Are bigints more expensive than numbers? Where?

[erights]

If expense isn't the decider, and our code already mixes the two representations, so status quo isn't a decider, bigint is still the semantically nicer basis. What's a fractional refcount?

While I agree that refcounts are unlikely to overflow 2**53, some uses of numbers-as-integers, like the bitwise ops, truncate them to 2**32, which is not safe from overflow. I doubt we have such code. But if it doesn't cost anything, using bigints simply avoids these hazards.

[FUDCo]

Are bigints more expensive than numbers?

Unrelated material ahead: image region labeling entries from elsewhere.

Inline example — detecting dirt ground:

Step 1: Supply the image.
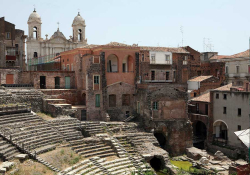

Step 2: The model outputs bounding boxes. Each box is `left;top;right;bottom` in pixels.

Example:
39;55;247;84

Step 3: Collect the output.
6;159;56;175
39;147;83;170
36;112;55;120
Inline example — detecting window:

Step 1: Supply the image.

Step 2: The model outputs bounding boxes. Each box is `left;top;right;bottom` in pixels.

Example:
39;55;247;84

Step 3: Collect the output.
141;54;144;61
94;76;99;84
196;103;199;113
33;26;37;39
238;108;241;116
165;55;170;64
33;52;37;58
122;63;126;72
223;94;227;100
6;32;11;39
216;94;220;99
136;101;140;114
95;94;100;107
122;94;130;106
166;72;169;80
153;101;158;110
197;71;201;76
223;107;227;114
236;66;240;74
238;125;241;131
173;71;176;82
109;94;116;107
151;54;155;63
151;70;155;80
183;56;187;65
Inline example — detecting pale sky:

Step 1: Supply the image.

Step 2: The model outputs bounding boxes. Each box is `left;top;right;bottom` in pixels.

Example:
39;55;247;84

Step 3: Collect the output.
0;0;250;55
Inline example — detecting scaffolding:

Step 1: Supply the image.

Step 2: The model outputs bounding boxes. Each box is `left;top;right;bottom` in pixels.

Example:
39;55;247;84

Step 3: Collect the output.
28;54;61;71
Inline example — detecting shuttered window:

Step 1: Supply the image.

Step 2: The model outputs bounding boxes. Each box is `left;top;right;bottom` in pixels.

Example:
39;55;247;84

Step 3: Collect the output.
95;94;100;107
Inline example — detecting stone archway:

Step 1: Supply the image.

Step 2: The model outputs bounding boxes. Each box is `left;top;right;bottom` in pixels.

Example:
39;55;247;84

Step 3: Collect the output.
82;93;86;105
154;132;167;149
107;54;119;72
193;120;207;149
149;156;164;171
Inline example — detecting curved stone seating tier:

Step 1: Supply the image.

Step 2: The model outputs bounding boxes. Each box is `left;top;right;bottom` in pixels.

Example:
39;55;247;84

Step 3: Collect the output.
0;137;20;160
49;118;83;141
70;139;116;158
0;113;63;153
81;121;106;136
63;157;150;175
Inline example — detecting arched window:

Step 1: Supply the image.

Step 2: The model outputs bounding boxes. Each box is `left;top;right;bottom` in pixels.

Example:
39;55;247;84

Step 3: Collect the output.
78;29;82;41
33;26;37;39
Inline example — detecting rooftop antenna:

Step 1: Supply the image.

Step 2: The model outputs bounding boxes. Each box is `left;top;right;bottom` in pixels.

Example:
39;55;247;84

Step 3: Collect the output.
203;38;214;52
33;4;36;12
180;26;183;47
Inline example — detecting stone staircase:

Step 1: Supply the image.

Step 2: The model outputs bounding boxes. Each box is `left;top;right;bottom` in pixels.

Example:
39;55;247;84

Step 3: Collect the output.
81;121;106;136
70;139;116;158
49;118;84;141
115;136;138;156
0;113;63;154
127;132;160;147
123;115;135;122
0;137;20;160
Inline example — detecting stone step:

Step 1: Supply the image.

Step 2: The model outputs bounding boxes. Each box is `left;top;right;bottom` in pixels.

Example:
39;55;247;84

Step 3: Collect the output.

Where?

Computationally they are more expensive and in some cases substantially so (100x or more in some cases, though the really expensive operation is multiplication which we're mostly not doing). However, I seriously doubt that cost is significant in the contexts where we are using them, which are mostly simple counters. The big expense from my perspective is that they don't play nice with all the other APIs that expect numbers, which is an ongoing and irritating source of development friction. On the other hand, the benefit of having them in contexts like refcounts is zilch.

[erights]

Computationally they are more expensive and in some cases substantially so (100x or more in some cases, though the really expensive operation is multiplication which we're mostly not doing)

For numbers in the same range? That's odd.

On the other hand, the benefit of having them in contexts like refcounts is zilch.

but...

While I agree that refcounts are unlikely to overflow 253, some uses of numbers-as-integers, like the bitwise ops, truncate them to 232, which is not safe from overflow. I doubt we have such code. But if it doesn't cost anything, using bigints simply avoids these hazards.

Small but not zilch.

[FUDCo]

We actually do use bitwise ops in the stores implementation, but it's specifically to do with fiddling with the binary encoding of 64-bit IEEE floats!